Re: JAR's exploration of TimBL's notion of information resource from Jonathan Rees on 2009-05-26 (public-awwsw@w3.org from May 2009)

From: Jonathan Rees <jar@creativecommons.org>
Date: Tue, 26 May 2009 12:37:49 -0400
To: Alan Ruttenberg <alanruttenberg@gmail.com>
Cc: AWWSW TF <public-awwsw@w3.org>
Message-ID: <760bcb2a0905260937o3e789f71hc925121f4acbdc26@mail.gmail.com>
Short form:

1. We start by only looking at the *formal* system - i.e. no
definitions, just suggestive,
mysterious, and unquestionable words and phrases.

Assume:
A class GR of generic resources G
A class Rep of wa-representations R
A class Z of parameter vectors P, selecting state (time), language, etc.

A ternary relation "R is a wa-representation of G at P"

(A wa-representation does not necessarily have a G of which it is a
wa-representation, right?)

Define:
wa-representations(G, P) = set of all R such that R is a
wa-representation of G at P

Define:
trace(G) = lambda(P).wa-representations(G, P)

(N.b. there can be multiple GRs with identical traces.)

(could define time-invariant resource, fixed resource, etc. but don't
need them here)

If Z = time * request, then every trace(G) is a Boothian ftrr.
If Z = time, then every trace is a "resource" in the formal sense of
Fielding&Taylor.
  (In F&T the other parameters are carried by the representation itself.)

The unfortunate thing is that no consequences flow from these definitions.
So there are no useful theorems, and little help with interpretation (ontology).

2. So we take a step away from formalization, not in the direction of
ontology but in the
direction of empiricism.
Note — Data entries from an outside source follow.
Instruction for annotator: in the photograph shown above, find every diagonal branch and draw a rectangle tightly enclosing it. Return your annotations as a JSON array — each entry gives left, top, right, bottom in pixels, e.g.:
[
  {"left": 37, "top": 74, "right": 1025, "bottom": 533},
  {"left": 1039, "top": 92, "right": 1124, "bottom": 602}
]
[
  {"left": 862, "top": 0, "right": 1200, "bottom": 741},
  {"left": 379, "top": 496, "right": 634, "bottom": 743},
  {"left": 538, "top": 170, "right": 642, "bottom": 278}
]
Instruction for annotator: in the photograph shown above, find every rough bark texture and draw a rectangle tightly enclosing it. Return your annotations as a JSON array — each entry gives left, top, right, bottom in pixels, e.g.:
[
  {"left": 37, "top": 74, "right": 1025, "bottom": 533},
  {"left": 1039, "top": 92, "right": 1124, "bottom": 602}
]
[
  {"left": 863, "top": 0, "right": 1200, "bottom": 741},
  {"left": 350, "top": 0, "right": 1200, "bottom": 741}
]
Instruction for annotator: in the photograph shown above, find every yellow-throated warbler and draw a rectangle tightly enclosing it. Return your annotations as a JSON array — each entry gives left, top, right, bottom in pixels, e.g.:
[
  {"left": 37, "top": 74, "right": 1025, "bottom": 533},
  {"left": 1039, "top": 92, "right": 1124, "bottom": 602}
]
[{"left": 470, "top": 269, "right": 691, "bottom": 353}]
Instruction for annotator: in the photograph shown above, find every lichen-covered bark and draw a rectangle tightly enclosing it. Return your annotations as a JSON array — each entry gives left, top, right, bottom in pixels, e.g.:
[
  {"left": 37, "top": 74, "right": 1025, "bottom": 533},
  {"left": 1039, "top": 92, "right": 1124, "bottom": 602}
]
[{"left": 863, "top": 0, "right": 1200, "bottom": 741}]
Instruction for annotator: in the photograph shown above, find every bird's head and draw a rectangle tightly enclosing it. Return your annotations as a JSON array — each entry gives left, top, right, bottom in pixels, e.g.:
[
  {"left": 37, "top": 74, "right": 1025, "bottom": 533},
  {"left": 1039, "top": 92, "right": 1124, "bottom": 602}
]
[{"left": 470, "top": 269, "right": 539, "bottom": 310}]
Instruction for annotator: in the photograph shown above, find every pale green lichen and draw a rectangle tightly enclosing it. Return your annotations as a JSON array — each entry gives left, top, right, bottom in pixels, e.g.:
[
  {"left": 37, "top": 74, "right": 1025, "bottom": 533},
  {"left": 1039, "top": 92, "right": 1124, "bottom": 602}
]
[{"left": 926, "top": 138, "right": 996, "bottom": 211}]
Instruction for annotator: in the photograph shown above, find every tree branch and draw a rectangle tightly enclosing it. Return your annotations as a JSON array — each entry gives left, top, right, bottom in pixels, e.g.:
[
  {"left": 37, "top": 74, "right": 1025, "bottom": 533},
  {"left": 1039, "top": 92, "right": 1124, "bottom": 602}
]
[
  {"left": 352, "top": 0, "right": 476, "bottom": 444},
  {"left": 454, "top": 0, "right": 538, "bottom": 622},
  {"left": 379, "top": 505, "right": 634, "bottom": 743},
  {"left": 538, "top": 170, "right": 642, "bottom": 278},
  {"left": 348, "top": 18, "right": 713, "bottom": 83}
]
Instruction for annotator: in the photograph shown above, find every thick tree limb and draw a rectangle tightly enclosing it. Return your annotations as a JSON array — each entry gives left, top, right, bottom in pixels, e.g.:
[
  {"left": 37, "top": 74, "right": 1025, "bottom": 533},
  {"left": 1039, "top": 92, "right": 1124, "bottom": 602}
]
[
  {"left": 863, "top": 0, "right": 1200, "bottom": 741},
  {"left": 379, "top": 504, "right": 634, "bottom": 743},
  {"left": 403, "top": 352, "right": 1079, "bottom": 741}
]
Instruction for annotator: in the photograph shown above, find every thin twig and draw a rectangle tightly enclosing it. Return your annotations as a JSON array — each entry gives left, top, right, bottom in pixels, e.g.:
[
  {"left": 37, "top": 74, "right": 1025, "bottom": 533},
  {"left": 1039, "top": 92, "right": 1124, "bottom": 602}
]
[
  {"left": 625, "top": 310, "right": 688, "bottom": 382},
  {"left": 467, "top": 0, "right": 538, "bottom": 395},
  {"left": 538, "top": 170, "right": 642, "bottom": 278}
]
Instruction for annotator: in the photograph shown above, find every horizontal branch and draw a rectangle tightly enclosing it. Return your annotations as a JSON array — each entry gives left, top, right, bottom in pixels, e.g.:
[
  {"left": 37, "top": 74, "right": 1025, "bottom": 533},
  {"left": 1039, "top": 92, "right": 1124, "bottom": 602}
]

The web is an apparatus for doing
GET-experiments, whose results
we can record as formal statements:
  we write  GOT(U,P,R)  to mean that we did an HTTP GET with
request-URI U and parameters P,
    and received a 200 response containing an entity R.

(By hypothesis every HTTP entity is a wa-representation.)

(Suppressing provenance - to whom the statement should be attributed -
at Tim's request.)

So this gives a chance to tenuously relate the "generic resource" idea
to reality:

I define "GOT(U,P,R) is consistent with U being a name for G" to mean
simply that R is a wa-representation of G at P. That is, if a server
wants to behave
consistently with the notion of U being a name for G, then it had
better deliver
wa-representations of G when a U-request comes along.

Thus, a single GET-experiment GOT(U,P,R) doesn't tell us that
U names any particular G, but it does rule out U being a name for any
G that does
*not* have R in wa-representations(G,P).

If GOT(U,P,R) is false, that cold just mean the URI U is not meant to be a
name for G - I never said it was. It could be a name for something
else, or not a name
for anything.

(This is not deep. I keep hoping I'm stating the obvious...)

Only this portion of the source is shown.